NEWS RELEASE
For Immediate Release | Contact: Raymond Brandstrom |
July 5, 2005 | Chief Financial Officer |
| (206) 298-2909 |
EMERITUS ANNOUNCES CONVERSION OF SERIES B PREFERRED STOCK
SEATTLE, WA, July 5, 2005 -- Emeritus Assisted Living (AMEX: ESC) (Emeritus Corporation), a national provider of assisted living and related services to senior citizens, today announced the Company has entered into a sequence of agreements which resulted in the conversion of the Company’s Preferred B Stock to common shares. The conversion of the Preferred B shares increased the number of outstanding common shares by 5.4 million shares and reduced the Company's current annual dividend accrual by $3.9 million, which includes a penalty dividend.
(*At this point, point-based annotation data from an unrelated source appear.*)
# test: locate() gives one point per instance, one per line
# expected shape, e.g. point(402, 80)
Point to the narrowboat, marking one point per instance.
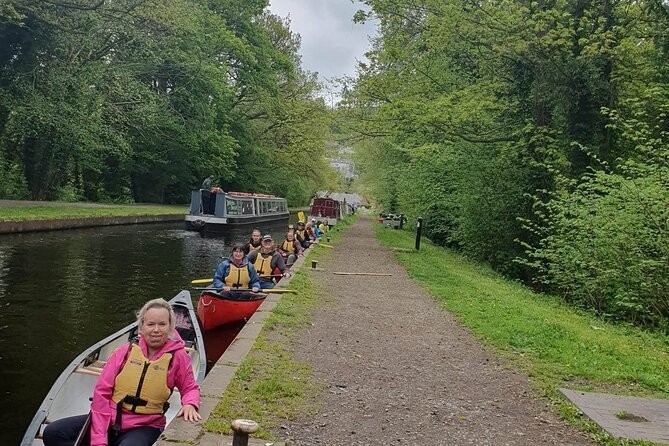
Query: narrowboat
point(214, 210)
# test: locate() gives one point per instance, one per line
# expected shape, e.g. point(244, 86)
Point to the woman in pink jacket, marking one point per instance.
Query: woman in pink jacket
point(130, 394)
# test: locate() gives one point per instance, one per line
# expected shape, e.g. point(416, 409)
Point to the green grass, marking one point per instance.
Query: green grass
point(23, 213)
point(555, 344)
point(270, 385)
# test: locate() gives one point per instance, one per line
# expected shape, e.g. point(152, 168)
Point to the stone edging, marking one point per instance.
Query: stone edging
point(223, 372)
point(11, 227)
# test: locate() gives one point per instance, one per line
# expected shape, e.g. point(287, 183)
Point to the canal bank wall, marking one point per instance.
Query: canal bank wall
point(12, 227)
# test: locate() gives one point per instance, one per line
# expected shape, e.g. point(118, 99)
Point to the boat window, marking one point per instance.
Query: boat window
point(232, 206)
point(247, 207)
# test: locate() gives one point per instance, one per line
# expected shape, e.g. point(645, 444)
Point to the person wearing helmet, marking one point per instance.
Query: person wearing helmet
point(290, 249)
point(235, 275)
point(268, 263)
point(301, 235)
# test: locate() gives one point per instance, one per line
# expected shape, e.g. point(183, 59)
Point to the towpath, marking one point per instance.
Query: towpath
point(400, 370)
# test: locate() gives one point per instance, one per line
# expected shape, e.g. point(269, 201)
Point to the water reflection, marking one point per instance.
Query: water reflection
point(62, 291)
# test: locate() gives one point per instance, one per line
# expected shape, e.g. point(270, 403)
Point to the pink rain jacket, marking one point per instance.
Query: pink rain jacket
point(103, 409)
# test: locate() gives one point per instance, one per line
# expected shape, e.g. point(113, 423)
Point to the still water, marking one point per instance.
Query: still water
point(61, 291)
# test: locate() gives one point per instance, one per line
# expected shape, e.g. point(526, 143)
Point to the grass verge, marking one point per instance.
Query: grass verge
point(270, 385)
point(555, 344)
point(80, 210)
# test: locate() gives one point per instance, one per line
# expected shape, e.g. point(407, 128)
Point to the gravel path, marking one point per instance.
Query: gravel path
point(401, 371)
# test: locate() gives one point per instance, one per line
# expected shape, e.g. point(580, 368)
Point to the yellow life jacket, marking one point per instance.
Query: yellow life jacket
point(142, 384)
point(238, 277)
point(263, 262)
point(289, 247)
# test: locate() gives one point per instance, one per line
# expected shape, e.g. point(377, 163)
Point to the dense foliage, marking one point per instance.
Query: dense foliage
point(533, 135)
point(139, 100)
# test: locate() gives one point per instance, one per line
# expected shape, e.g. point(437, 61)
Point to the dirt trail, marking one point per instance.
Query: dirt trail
point(402, 371)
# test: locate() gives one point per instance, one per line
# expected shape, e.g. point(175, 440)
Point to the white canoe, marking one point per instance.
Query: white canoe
point(70, 394)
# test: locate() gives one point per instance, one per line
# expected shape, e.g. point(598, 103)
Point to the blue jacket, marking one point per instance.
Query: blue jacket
point(224, 268)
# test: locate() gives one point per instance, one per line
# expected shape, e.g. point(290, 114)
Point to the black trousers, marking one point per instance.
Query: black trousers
point(64, 432)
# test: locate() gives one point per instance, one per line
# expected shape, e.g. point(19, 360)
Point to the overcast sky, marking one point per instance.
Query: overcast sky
point(331, 42)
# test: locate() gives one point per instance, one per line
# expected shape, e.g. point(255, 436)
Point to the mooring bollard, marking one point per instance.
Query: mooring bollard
point(242, 429)
point(419, 227)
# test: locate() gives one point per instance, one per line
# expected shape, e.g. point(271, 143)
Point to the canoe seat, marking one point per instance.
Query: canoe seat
point(94, 368)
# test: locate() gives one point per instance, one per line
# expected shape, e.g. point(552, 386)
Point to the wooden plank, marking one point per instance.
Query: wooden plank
point(341, 273)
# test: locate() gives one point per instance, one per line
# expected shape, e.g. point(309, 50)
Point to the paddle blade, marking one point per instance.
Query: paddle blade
point(201, 281)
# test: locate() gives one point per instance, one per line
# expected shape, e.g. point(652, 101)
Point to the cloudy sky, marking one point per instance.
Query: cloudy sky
point(331, 42)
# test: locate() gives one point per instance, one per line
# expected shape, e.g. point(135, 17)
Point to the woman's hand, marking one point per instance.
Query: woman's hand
point(189, 412)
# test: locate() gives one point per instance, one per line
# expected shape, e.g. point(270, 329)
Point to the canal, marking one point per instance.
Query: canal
point(61, 291)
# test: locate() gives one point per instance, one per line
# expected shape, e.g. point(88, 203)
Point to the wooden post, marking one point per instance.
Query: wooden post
point(419, 227)
point(242, 429)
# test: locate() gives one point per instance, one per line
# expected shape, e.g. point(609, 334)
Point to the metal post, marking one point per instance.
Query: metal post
point(419, 227)
point(242, 429)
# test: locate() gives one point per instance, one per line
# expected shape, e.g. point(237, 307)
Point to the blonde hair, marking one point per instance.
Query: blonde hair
point(157, 303)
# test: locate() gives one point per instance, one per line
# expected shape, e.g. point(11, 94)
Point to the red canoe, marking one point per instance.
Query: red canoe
point(214, 309)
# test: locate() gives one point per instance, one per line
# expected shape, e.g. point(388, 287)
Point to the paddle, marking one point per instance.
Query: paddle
point(198, 281)
point(264, 290)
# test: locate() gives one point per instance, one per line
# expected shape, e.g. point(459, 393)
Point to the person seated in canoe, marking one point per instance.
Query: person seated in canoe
point(312, 227)
point(290, 249)
point(254, 243)
point(236, 276)
point(323, 227)
point(268, 263)
point(301, 235)
point(130, 398)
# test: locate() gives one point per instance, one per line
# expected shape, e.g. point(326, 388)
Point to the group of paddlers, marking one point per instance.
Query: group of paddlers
point(259, 264)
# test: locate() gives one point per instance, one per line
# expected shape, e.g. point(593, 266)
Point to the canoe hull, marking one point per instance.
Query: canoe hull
point(214, 309)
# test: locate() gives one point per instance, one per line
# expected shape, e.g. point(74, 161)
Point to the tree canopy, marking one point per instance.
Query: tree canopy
point(139, 100)
point(529, 134)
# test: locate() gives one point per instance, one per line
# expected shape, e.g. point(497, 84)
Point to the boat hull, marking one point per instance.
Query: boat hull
point(214, 309)
point(70, 394)
point(212, 224)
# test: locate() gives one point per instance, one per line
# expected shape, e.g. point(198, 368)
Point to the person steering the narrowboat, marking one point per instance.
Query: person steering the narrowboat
point(236, 275)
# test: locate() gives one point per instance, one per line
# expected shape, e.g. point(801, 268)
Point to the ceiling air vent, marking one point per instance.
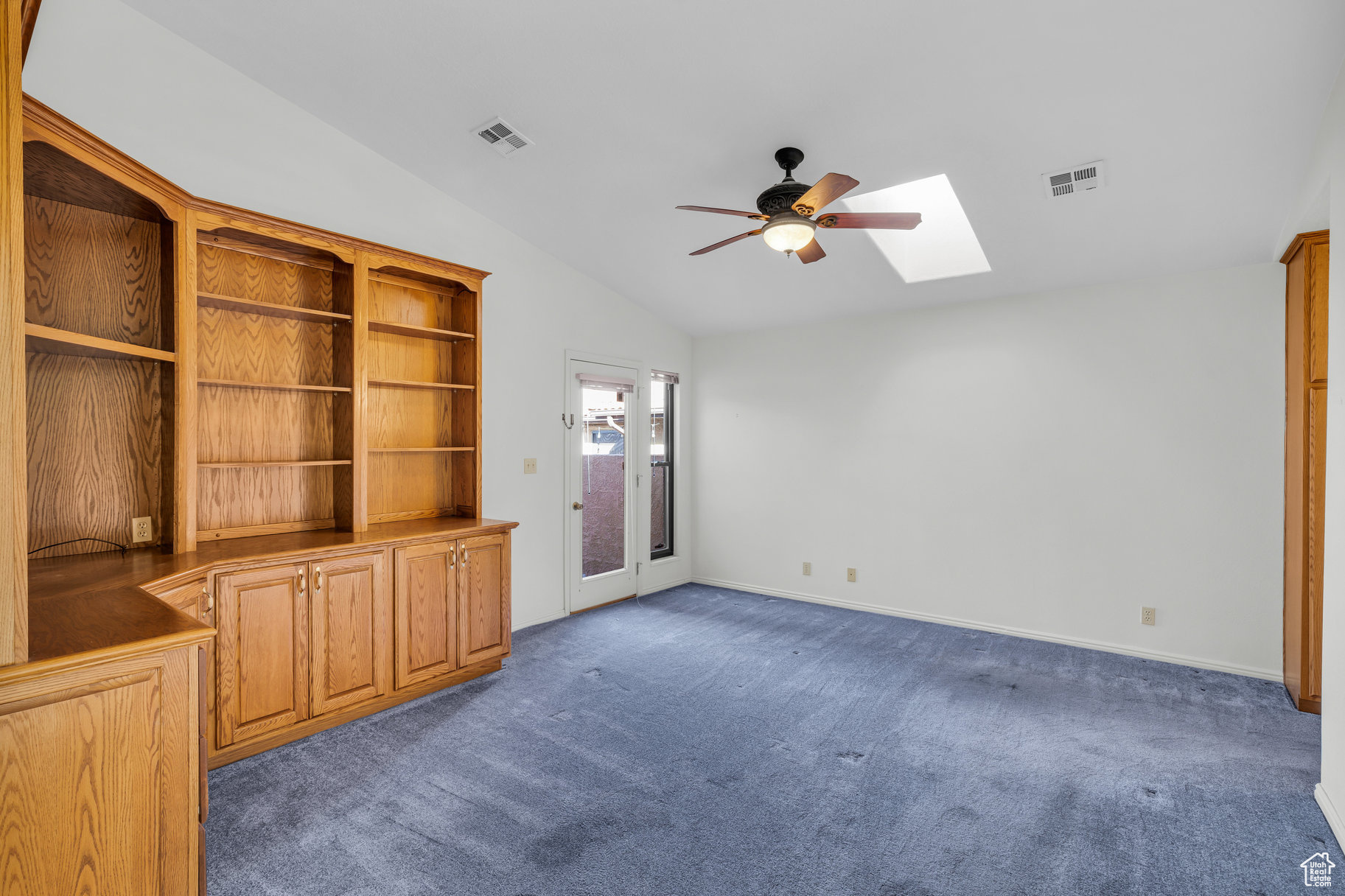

To facilitate this conversion, the Company has entered into an agreement with one of the Real Estate Investment Trusts the Company has leases with whereby the Company borrowed $10.8 million to pay its current accrued and unpaid preferred stock dividends. The debt is in the form of a 3 year note secured by leasehold mortgages on facilities the Company leases from the debt holder and $1 million in cash collateral. This debt increases the Company’s annual interest expense by $1.1 million.
ABOUT THE COMPANY
Emeritus Assisted Living is a national provider of assisted living and related services to seniors. Emeritus is one of the largest developers and operators of freestanding assisted living communities throughout the United States. These communities provide a residential housing alternative for senior citizens who need help with the activities of daily living with an emphasis on assistance with personal care services to provide residents with an opportunity for support in the aging process. Emeritus currently holds interests in 182 communities representing capacity for approximately 18,400 residents in 34 states. Emeritus’s common stock is traded on the American Stock Exchange under the symbol ESC, and its home page can be found on the Internet at www.emeritus.com.
“Safe Harbor” Statement under the Private Securities Litigation Reform Act of 1995: A number of the matters and subject areas discussed in this report that are not historical or current facts deal with potential future circumstances, operations, and prospects. The discussion of such matters and subject areas is qualified by the inherent risks and uncertainties surrounding future expectations generally, and also may materially differ from our actual future experience as a result of such factors as: the effects of competition and economic conditions on the occupancy levels in our communities; our ability under current market conditions to maintain and increase our resident charges without adversely affecting occupancy levels; our ability to control community operation expenses, including insurance and utility costs, without adversely affecting the level of occupancy and the level of resident charges; our ability to generate cash flow sufficient to service our debt and other fixed payment requirements; our ability to find sources of financing and capital on satisfactory terms to meet our cash requirements to the extent that they are not met by operation, and final resolution of the adverse Texas jury verdict and other uncertainties related to professional liability claims .We have attempted to identify, in context, certain of the factors that we currently believe may cause actual future experience and results to differ from our current expectations regarding the relevant matter or subject area. These and other risks and uncertainties are detailed in our reports filed with the Securities and Exchange Commission (SEC), including our Annual Reports on Form 10-K and Quarterly Reports Form 10-Q.